为了消除竞争条件，需要一种方法使得操作变成原子的。原子操作(atomic operation)是一组不可再分和不可中断的指令。不可再分是指一旦开始，直到执行完都不能被暂停；不可中断是指不能被中断，并且中途不能发生其他操作。对于这个例子，我们希望将检查队列是否为空和弹出头结点作为一个原子操作，也就是同一时间只允许一个线程访问队列(读或者写)。

线程同步的三种方式

互斥锁(Mutexes)

mutexes(MUTual EXclusion locks)，即互斥锁，是GNU/Linux提供的一种锁机制。它是一种排他锁，同一时间只有一个线程可以获取锁。如果一个线程获取了互斥锁，第二个线程试图获取同一个互斥锁，后者将被阻塞。只有当第一个线程释放锁，第二个线程才能恢复执行。好奇的读者会想，两个线程同时获取锁，也就是同时访问一个数据，会发生竞争条件吗？答案是不会，这是由操作系统确保的。

创建互斥锁

创建一个互斥锁的代码片段如下：

pthread_mutex_t mutex;
pthread_mutex_init (&mutex, NULL);

pthread_mutex_init的第二个参数用来指定互斥锁的属性，NULL表示使用默认属性。

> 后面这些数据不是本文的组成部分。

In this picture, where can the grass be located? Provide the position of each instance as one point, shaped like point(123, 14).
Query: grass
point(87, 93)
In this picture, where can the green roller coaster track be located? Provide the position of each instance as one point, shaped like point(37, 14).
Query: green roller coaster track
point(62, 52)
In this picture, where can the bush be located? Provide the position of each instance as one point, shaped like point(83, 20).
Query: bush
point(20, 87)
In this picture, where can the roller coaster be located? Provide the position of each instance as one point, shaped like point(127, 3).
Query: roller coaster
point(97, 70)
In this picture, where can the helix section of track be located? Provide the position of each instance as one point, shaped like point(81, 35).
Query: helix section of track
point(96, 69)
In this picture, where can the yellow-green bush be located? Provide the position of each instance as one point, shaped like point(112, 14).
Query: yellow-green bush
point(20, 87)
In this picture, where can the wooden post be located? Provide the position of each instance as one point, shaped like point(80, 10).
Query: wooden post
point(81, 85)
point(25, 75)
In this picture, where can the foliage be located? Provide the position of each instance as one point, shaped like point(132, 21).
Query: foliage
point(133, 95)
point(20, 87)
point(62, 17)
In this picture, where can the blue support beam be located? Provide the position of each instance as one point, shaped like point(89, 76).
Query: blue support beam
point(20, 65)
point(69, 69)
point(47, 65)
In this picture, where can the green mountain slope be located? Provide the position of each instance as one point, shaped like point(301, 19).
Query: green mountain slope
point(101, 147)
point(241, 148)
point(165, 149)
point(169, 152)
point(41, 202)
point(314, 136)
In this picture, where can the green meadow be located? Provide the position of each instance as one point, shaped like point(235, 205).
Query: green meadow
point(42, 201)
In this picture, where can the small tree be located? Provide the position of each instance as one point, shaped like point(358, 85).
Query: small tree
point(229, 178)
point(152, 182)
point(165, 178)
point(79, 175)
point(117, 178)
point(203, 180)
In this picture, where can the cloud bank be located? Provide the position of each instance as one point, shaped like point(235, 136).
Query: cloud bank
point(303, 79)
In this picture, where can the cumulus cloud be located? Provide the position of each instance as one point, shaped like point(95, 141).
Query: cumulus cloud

也可以使用PTHREAD_MUTEX_INITIALIZER宏来创建具有默认属性的互斥锁，上面的代码片段可以等价地写成：

pthread_mutex_t mutex = PTHREAD_MUTEX_INITIALIZER;

获取与释放锁

一个线程通过调用pthread_mutex_lock来加锁，如果互斥锁处于unlocked的状态，它会变为locked并且该函数立刻返回。如果互斥锁已经被另一个线程加锁，pthread_mutex_lock会阻塞，直到该锁被另一个线程释放才返回。多个线程可能被同一个互斥锁阻塞，当该互斥锁被释放的时候，只有一个被阻塞的线程会变成非阻塞并对互斥锁加锁，选择哪一个线程是不可预知的。

调用pthread_mutex_unlock释放锁，这个函数应该总是被对互斥锁进行加锁的线程调用。

非阻塞互斥锁

有时候我们想判断一个互斥锁是否被锁住，而又不想被阻塞。比如一个线程想要获取互斥锁，但如果互斥锁已经被锁住，该线程不等待而是去做其他事情。对一个处于unlocked的互斥锁调用pthread_mutex_trylock，结果是对它进行加锁，就像调用pthread_mutex_lock一样。然而，如果这个互斥锁已经被另一个线程锁住，pthread_mutex_trylock不会阻塞，相反，它会立刻返回，错误码置为EBUSY。

互斥锁与死锁

互斥锁提供了一种允许一个线程阻塞其他线程的机制。这同时也引入了另一类bug，叫做死锁。当一个或多个线程卡在了等待永远也不会发生的事情上，就发生了死锁。一种简单的死锁类型是一个线程连续两次获取同一个互斥锁。在这种情况下的行为由所使用的互斥锁类型决定。一共有三种互斥锁：

fast mutex(默认): 对fast mutex连续两次加锁会导致死锁。对互斥锁进行加锁会被阻塞，直到该互斥锁被释放。因为第二次加锁的互斥锁已经被该线程锁住，锁永远也不会被释放。
recursive mutex: 这种锁不会导致死锁。同一个线程可以安全地对recursive mutex多次加锁。该锁会记住持有锁的线程调用了多少次pthread_mutex_lock，那个线程必须调用相同次数pthread_mutex_unlock才能真正释放该锁。
error-checking mutex: GNU/Linux会对这种互斥锁检测并标记双锁，当第二次调用pthread_mutex_lock会返回失败码EDEADLK。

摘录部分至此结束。